Local universities in Seoul Korea have decided to refrain from increasing tuition fees as a response to the global crisis. However, Ha Yeon-Soob, a professor in Yonsei University has expressed how doing so will only burden the students, failing to directly address the problems of raising the quality of education and the individuals, from underprivileged families, access to education instead. For Ha, it would be wiser to carry on with the tuition fee hikes but establish scholarship programs from extra fees.

The main issue, which is whether tuition fees should be increased or not, is a personal problem because of difficulties in obtaining access to quality education. If one will ask students and their families individually about the main issue, they would probably side with the universities since tuition fee hikes will burden them with the need to look for financial resources to support the college education of students. However, the main arguments presented by Ha has established why it is a public issue enabling his readers to understand the real problems clearly.

Ha argued that freezing tuition fee hikes will affect the quality of education that universities will be able to provide to their students which is in contrast with the need to prepare students to face the global crisis in the future by handing them with a solid educational foundation that will assist them in making the right choices and decisions in becoming productive and contributive to society as future professionals.
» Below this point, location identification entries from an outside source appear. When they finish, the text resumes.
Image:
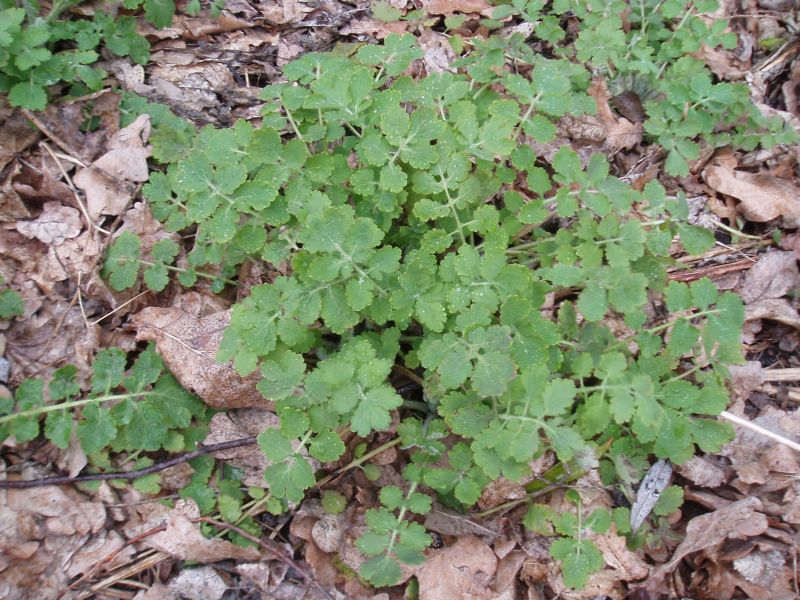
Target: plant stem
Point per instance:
(40, 410)
(357, 462)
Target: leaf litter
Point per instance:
(60, 534)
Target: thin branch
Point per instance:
(66, 480)
(758, 429)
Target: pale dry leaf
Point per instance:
(183, 540)
(104, 182)
(56, 224)
(760, 567)
(158, 591)
(438, 54)
(49, 535)
(655, 481)
(508, 568)
(738, 520)
(773, 276)
(754, 456)
(236, 425)
(464, 570)
(620, 132)
(791, 242)
(449, 7)
(188, 345)
(202, 583)
(626, 565)
(500, 491)
(455, 524)
(762, 197)
(328, 532)
(773, 309)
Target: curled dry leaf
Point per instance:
(754, 456)
(48, 536)
(449, 7)
(464, 570)
(701, 471)
(438, 52)
(183, 540)
(773, 309)
(762, 197)
(620, 132)
(125, 161)
(456, 524)
(56, 224)
(738, 520)
(188, 343)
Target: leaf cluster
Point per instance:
(414, 228)
(135, 409)
(38, 50)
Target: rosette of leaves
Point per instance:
(38, 51)
(413, 225)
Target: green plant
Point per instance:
(140, 409)
(38, 51)
(418, 232)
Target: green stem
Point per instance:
(357, 462)
(32, 412)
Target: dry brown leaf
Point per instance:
(773, 276)
(158, 591)
(754, 456)
(56, 224)
(55, 335)
(738, 520)
(438, 53)
(48, 536)
(626, 565)
(455, 524)
(183, 540)
(774, 309)
(202, 583)
(328, 532)
(762, 197)
(125, 161)
(703, 472)
(620, 132)
(449, 7)
(508, 568)
(463, 570)
(188, 343)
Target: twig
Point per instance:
(758, 429)
(66, 480)
(109, 557)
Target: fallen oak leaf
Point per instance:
(761, 197)
(738, 520)
(188, 344)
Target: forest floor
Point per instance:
(735, 536)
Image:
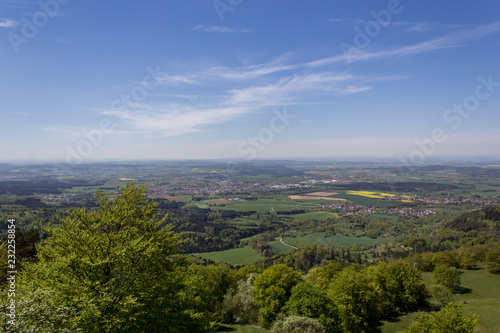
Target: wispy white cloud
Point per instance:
(452, 40)
(284, 80)
(172, 120)
(7, 23)
(215, 28)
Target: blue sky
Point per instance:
(175, 79)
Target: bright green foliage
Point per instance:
(35, 312)
(245, 271)
(309, 301)
(357, 300)
(114, 268)
(448, 277)
(239, 304)
(492, 262)
(441, 294)
(321, 277)
(205, 287)
(297, 324)
(449, 320)
(272, 289)
(400, 286)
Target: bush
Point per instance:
(448, 277)
(297, 324)
(492, 262)
(441, 294)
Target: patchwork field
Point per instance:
(240, 256)
(337, 240)
(309, 197)
(277, 203)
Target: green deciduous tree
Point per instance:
(309, 301)
(114, 267)
(449, 320)
(272, 289)
(492, 261)
(357, 300)
(321, 277)
(448, 277)
(297, 324)
(441, 294)
(401, 287)
(239, 303)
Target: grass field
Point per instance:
(337, 240)
(270, 204)
(484, 300)
(280, 247)
(240, 256)
(241, 329)
(365, 201)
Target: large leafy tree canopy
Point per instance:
(114, 268)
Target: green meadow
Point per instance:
(337, 240)
(240, 256)
(483, 300)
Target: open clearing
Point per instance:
(322, 194)
(310, 197)
(240, 256)
(220, 202)
(169, 197)
(483, 300)
(337, 240)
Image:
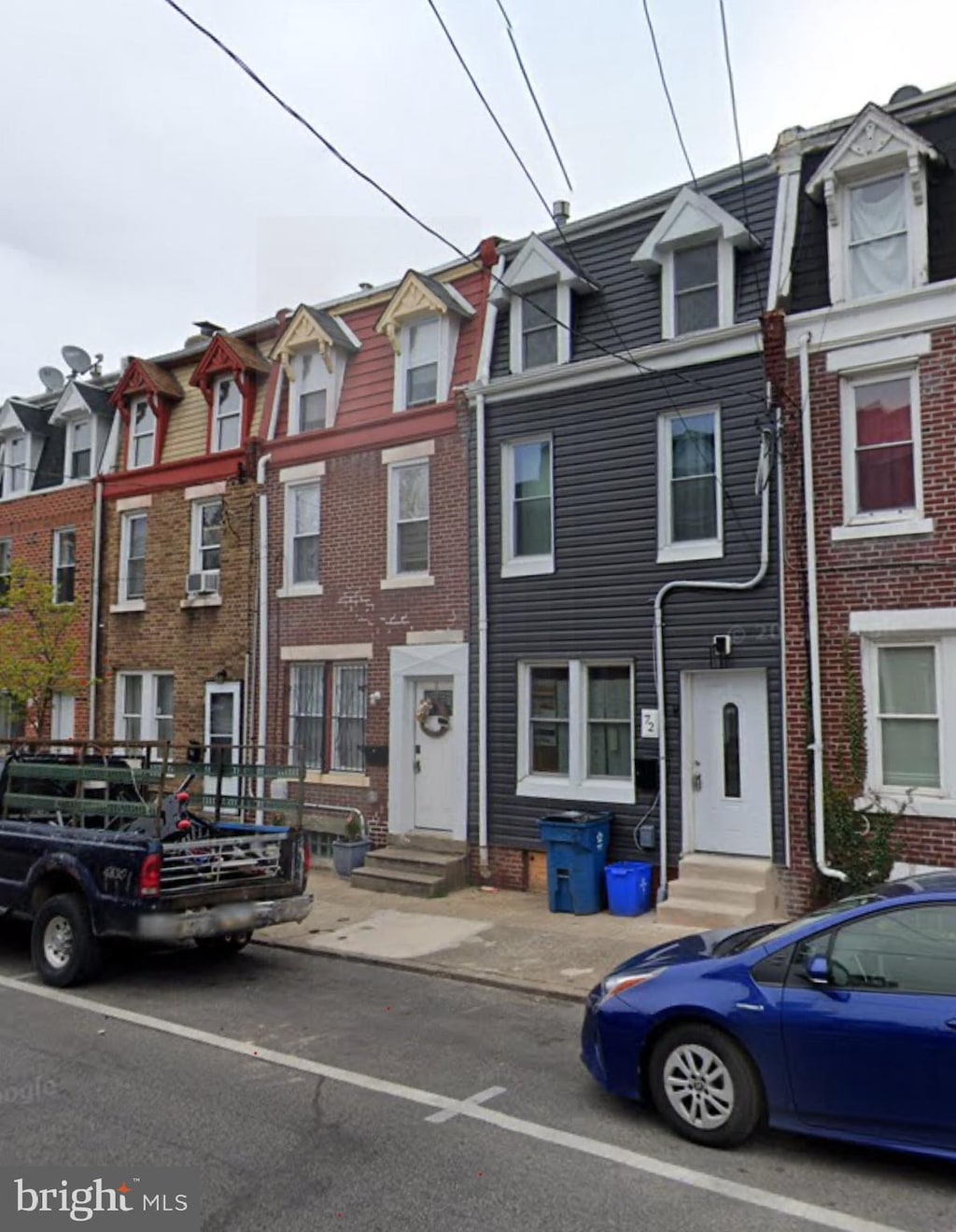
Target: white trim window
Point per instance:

Another argument presented was that freezing tuition fee hikes do not actually help underprivileged families as intended by this particular move of the universities since the cost of education is not lowered but simply unmoved. This will only help privileged families who will be paying tuition fees that are less than what they are capable of paying. For Ha, the solution is to continue with the increase of tuition fees in order to raise the quality of education while establish scholarship programs that will cater to the majority of students who cannot afford to go to college.

Reviewing the main issue and arguments, since the government as a powerful institution that is capable of controlling or regulating the actions and decisions made by the education sector, the universities who should be making well-informed and wise decisions, and the members of the privileged and underprivileged families are involved in the subject of tuition fee hikes, it becomes a “public issue” that will only be solved by collaborative efforts or collective action among them.

In this case, the importance of sociological imagination in examining a personal trouble is realized. If a single individual and his family look into the issue of tuition fee hikes as a problem, sociological imagination helps in making them look at the entire picture. Sociological imagination, as applied to this issue, was able to communicate why freezing tuition fees will not solve the problem, and that the personal troubles that they encounter are products of the contrite actions and decisions that the government and universities are making.